I suspect that those withdrawing their dough are gonna exchange it for other currency, ....for a fee.
What is interesting to observers is this was done ahead of negotiation with the IMF. The IMF would have required some sort of floating currency. This indicates the situation was desperate and the central bank needed to move faster than the IMF can bail them out.
ping
Yeah ok. Zerohedge tends to hyperventilate a little in these situations. I remember how Greece was going to go Mad Max because of “bail-in” related bank runs a couple of months ago. Now that I think of it, ZH would have had them completely bankrupt half a dozen times in the past three years or so.
How long before they impose “capital controls”?
Banks take in deposits and loan them out.

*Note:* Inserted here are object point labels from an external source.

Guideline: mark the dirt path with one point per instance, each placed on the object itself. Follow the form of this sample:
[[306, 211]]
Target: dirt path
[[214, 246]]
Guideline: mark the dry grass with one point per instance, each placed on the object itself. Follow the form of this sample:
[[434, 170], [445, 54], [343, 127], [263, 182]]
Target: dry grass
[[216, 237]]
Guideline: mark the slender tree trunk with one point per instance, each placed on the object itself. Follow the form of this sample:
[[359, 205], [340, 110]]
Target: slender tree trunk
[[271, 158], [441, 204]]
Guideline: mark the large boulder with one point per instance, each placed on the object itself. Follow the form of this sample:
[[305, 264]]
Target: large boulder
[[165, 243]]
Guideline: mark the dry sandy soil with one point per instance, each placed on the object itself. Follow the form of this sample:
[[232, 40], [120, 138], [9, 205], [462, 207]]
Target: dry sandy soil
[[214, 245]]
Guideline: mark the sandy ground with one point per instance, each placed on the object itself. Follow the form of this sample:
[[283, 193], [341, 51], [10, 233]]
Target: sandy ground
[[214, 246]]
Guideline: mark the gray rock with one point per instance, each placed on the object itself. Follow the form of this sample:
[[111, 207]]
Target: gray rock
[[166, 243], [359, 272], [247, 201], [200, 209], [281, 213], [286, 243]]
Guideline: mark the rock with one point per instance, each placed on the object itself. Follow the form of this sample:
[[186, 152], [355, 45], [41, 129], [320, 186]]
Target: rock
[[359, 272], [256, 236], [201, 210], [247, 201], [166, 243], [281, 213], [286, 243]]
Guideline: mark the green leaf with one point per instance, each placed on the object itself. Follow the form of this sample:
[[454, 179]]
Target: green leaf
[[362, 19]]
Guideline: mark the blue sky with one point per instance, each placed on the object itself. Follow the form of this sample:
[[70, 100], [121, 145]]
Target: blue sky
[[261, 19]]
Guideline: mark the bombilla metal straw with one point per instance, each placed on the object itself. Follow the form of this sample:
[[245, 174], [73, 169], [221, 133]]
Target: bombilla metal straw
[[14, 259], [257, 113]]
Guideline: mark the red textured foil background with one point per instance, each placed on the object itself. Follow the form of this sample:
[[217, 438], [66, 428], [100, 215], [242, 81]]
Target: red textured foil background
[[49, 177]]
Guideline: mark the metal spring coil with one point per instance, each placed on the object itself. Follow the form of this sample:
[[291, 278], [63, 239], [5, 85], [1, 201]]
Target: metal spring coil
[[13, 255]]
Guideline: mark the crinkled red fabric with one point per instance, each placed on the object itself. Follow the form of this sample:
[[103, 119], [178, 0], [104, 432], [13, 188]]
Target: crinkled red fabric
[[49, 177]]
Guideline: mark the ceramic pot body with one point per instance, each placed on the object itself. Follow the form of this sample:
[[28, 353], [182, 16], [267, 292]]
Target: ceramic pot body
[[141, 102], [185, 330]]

If the deposits dry up, banks have no money to loan out to anyone for any reason, unless the govt. prints up a bunch more.
This is very detrimental to the economy.
The problem isn’t that the banks have less money on their sheets, the issue is that they don’t have the physical money on hand to cover all deposits the banks are responsible for. So when people go to the bank, try to get their money out, and can’t, is when the real issues start. While the lend-deposit cycle is what helps create growth, the problem arises when people want their money, and the banks have it stuck in 5 or 10 years loans or whatever. The money isn’t lost, it’s just not accessible to the bank as a liquid asset. And confidence in the economic/financial viability is what keeps this going. When that snowball starts rolling downhill is when the bad things begin. Yes, the fed (Ukraine gov) can print money to cover this, but that is extra money that isn’t truly in the system. And when the government can print off any money, to cover any deficiencies in the system, is when people lose faith in that money and it loses value.